When it comes to artificial intelligence, appearances can be deceptive. The mystery surrounding the inner workings of large language models (LLMs) stems from their enormous size, complex training methods, difficult-to-predict behavior, and difficult interpretation.
Researchers at MIT’s Computer Science and artificial intelligence Laboratory (CSAIL) recently took a closer look at how LLM students perform on various tasks, revealing interesting insights into the interplay between memorization and reasoning skills. It turns out that their reasoning abilities are often overestimated.
The study compared “default tasks” — the common tasks that a model is trained and tested on — to “counterfactual scenarios” — hypothetical situations that deviate from the default conditions that models like GPT-4 and Claude can typically handle. The researchers developed some tests outside the models’ comfort zones, modifying existing tasks rather than creating entirely new ones. They used a variety of data sets and benchmarks specifically designed for different aspects of the models’ capabilities for things like arithmetic, chess, code evaluation, logical question answering, and so on.
When users interact with language models, any arithmetic operations are usually performed in base 10, the numerical base familiar to the models. But observing that they perform well in base 10 might give us the false impression that they are highly proficient in addition. Logically, if they really possess good addition skills, one would expect high and reliable performance in all number bases, similar to calculators or computers. In fact, research showed that these models are not as robust as many initially think. Their high performance is limited to common task variants, and they suffer a consistent and severe performance drop in unfamiliar counterfactual scenarios, indicating a lack of generalizable addition ability.
The pattern held across many other tasks, such as musical chord fingering, spatial reasoning, and even chess problems where the starting positions of pieces were slightly altered. While human players would still be expected to be able to determine the legality of moves in altered scenarios (given enough time), the models struggled and could not perform better than with random guesses, meaning they have limited ability to generalize to unfamiliar situations. And much of their performance on standard tasks is likely due not to general task skills, but to overfitting or straight-up memorization of what they've seen in their training data.
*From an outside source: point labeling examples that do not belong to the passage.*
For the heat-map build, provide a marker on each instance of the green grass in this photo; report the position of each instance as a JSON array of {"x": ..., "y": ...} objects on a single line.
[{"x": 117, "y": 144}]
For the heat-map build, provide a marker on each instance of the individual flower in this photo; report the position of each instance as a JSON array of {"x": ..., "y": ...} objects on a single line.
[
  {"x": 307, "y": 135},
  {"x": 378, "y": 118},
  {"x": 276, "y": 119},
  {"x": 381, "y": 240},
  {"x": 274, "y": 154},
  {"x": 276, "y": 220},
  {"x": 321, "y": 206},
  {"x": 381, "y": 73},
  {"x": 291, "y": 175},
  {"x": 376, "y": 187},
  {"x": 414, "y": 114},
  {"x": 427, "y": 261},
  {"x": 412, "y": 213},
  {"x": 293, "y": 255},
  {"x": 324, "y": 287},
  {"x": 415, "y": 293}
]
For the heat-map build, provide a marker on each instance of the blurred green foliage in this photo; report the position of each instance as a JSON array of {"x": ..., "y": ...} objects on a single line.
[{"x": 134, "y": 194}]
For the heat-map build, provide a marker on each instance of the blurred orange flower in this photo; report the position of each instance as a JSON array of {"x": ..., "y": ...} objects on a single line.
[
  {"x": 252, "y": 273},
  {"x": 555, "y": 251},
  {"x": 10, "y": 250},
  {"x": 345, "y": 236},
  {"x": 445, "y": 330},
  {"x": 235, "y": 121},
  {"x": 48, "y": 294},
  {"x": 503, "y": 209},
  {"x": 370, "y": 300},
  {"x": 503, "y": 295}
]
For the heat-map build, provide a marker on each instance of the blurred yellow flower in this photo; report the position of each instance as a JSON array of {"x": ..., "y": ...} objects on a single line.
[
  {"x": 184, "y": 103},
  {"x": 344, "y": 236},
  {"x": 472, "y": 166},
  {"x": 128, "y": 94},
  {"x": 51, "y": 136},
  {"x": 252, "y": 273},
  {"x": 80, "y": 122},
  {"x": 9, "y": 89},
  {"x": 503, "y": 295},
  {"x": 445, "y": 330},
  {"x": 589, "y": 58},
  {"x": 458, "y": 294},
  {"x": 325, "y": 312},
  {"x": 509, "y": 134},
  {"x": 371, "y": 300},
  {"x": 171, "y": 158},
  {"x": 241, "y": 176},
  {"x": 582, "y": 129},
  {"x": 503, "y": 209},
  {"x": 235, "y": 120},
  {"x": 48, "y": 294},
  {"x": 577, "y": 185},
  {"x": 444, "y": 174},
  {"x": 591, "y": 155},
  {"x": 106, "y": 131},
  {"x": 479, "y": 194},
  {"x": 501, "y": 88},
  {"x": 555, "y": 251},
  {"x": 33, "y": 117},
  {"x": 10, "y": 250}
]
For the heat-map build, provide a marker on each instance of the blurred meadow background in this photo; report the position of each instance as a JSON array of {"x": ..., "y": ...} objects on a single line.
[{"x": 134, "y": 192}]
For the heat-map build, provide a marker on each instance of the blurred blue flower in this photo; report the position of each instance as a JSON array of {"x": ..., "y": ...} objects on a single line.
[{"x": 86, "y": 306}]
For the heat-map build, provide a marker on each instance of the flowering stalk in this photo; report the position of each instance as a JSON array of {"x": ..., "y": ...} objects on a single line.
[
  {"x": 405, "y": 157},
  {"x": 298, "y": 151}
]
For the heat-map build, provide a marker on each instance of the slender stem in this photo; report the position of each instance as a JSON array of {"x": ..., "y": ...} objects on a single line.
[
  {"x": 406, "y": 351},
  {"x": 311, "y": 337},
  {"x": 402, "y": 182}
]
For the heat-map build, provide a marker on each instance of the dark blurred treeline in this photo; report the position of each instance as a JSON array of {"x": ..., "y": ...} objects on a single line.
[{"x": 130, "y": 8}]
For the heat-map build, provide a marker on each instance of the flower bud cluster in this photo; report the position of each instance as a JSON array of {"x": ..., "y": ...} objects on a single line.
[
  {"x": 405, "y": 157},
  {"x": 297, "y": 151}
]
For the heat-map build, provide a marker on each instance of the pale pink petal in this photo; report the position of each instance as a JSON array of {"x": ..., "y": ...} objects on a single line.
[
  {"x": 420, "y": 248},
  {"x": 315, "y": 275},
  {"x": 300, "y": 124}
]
“We’ve discovered a fascinating aspect of large language models: they excel in familiar scenarios, almost like a well-trodden path, but struggle when the terrain becomes unfamiliar. This discovery is crucial as we strive to improve the adaptability of these models and expand their application horizons,” says Zhaofeng Wu, an MIT PhD student in electrical engineering and computer science, affiliated with CSAIL, and lead author of a new paper. paper on the research. “As ai becomes increasingly ubiquitous in our society, it must reliably handle a variety of scenarios, whether familiar or unfamiliar. We hope that these insights will one day inform the design of future LLMs with greater robustness.”
Despite the insights gained, there are, of course, limitations. The study’s focus on specific tasks and environments did not capture the full range of challenges that models could potentially face in real-world applications, indicating the need for more diverse test environments. Future work could involve expanding the range of tasks and counterfactual conditions to uncover more potential weaknesses. This could mean analyzing more complex and less common scenarios. The team also wants to improve interpretability by creating methods to better understand the logic behind models’ decision-making processes.
“As language models scale, understanding their training data becomes increasingly difficult, even for open models, and even more so for proprietary ones,” says Hao Peng, an assistant professor at the University of Illinois at Urbana-Champaign. “The community remains puzzled about whether these models actually generalize to unseen tasks or seemingly succeed by memorizing the training data. This paper takes important steps toward addressing this question. It constructs a set of carefully designed counterfactual evaluations, which provide new insights into the capabilities of state-of-the-art language models. It reveals that their ability to solve unseen tasks is perhaps much more limited than many anticipated. It has the potential to inspire future research to identify the failure modes of current models and develop better ones.”
Additional authors include Najoung Kim, an assistant professor at Boston University and a visiting researcher at Google, and seven CSAIL affiliates: MIT electrical engineering and computer science (EECS) PhD students Linlu Qiu, Alexis Ross, Ekin Akyürek SM ’21, and Boyuan Chen; former Apple postdoctoral researcher and ai/ML researcher Bailin Wang; and EECS assistant professors Jacob Andreas and Yoon Kim.
The team’s study was supported, in part, by the MIT–IBM Watson ai Lab, the MIT Quest for Intelligence, and the National Science Foundation. The team presented the work at the North American Chapter of the Association for Computational Linguistics (NAACL) last month.